Bringing together leading contractors, consultants and senior engineers with sustainability directors, research managers and representatives of CIBSE, experts who, every day, face decisions on energy and sustainability in an open and inclusive environment where everyone was encouraged to contribute.
Against the backdrop of one of London’s finest five-star luxury hotels, the Rosewood in Holborn, Grundfos’ UK Managing Director, Glynn Williams, welcomed a guest list of 120.
At the event, Ross Crighton, Senior Regional Sales Manager, CBS Aftermarket at Grundfos, explained the crucial role that existing commercial buildings must play in meeting net Zero targets. Existing buildings in the UK currently use between 20 and 50% more energy than they should, he explained, so this should be the first place to look when staring along the path.

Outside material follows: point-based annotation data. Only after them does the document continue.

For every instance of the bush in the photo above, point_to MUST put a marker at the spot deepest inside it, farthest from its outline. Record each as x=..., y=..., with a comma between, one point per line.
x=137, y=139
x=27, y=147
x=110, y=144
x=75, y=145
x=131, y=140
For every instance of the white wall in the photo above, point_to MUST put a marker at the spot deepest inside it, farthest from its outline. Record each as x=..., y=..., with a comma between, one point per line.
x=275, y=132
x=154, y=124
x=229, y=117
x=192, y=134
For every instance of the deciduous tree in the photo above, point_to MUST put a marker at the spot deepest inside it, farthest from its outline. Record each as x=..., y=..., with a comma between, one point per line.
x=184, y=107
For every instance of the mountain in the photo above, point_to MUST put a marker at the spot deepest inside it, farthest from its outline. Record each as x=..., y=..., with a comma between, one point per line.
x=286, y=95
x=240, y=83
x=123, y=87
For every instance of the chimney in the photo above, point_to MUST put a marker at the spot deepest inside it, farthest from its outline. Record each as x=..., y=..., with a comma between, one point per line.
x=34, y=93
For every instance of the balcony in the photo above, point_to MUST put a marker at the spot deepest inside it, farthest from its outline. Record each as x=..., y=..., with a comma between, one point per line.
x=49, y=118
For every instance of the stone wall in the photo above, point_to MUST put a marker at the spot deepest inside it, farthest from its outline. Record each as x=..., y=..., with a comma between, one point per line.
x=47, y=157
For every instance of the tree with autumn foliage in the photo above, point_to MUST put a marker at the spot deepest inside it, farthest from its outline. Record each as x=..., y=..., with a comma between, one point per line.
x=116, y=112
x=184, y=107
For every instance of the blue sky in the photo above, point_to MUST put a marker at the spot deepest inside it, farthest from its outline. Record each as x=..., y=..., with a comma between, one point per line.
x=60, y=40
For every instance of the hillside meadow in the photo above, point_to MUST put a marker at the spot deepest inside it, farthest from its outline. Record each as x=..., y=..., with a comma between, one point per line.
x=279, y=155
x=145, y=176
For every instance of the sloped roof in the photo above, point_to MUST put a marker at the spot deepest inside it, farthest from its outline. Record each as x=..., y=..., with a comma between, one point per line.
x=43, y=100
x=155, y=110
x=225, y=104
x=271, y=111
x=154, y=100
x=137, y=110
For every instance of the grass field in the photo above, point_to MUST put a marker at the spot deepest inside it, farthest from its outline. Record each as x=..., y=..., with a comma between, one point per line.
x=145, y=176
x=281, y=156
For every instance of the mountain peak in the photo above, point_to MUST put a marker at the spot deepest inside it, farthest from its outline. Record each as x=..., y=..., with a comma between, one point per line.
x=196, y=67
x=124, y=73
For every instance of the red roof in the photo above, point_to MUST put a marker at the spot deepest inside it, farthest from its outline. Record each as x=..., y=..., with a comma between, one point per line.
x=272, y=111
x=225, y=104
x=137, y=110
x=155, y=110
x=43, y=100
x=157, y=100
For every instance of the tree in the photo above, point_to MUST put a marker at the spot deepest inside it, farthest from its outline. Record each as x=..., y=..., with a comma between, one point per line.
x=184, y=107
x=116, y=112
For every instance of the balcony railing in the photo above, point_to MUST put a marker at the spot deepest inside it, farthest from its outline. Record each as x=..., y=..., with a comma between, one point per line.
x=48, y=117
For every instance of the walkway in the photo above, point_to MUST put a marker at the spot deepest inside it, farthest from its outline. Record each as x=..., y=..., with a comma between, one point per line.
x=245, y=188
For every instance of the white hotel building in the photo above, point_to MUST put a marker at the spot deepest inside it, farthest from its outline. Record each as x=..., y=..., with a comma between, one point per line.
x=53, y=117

Many of these buildings are ten years old or more, and the technology available when they were built was nowhere near as efficient as today’s digitised E pumps, smart pumps that can judge for themselves when the system is not operating efficiently and make the necessary adjustments to maintain optimisation.
Grundfos Climate Director Thomas Schrøder was next to speak as he introduced the company’s overriding desire to make life better for people throughout the world, moving from ambition to action by bringing clean water to millions, setting up charitable businesses to support the underprivileged and those isolated communities in some of the world’s toughest environments or developing new and innovative systems to protect precious water supplies and use water more efficiently and sustainably.
Thomas was followed by Mace’s Head of Building Services Construction, Paul Connolly, who outlined the company’s sustainable development, from becoming a carbon-neutral business in 2020, to its pledge to cut its own emissions by 10% every year and introduced a new platform the company is developing that will save clients 10 million tonnes of CO2 by 2026.
Next up was Skanska’s head of Sustainability, Sharon Maynard, who went on to discuss the carbon evaluation and tools to support the company’s plans to achieve a 50% reduction in carbon emissions by the end of this decade, and reach Net Zero by 2045, five years ahead of the Government’s target. As well as to reduce carbon intensity by 130 tonnes per £million pounds of revenue by 2030.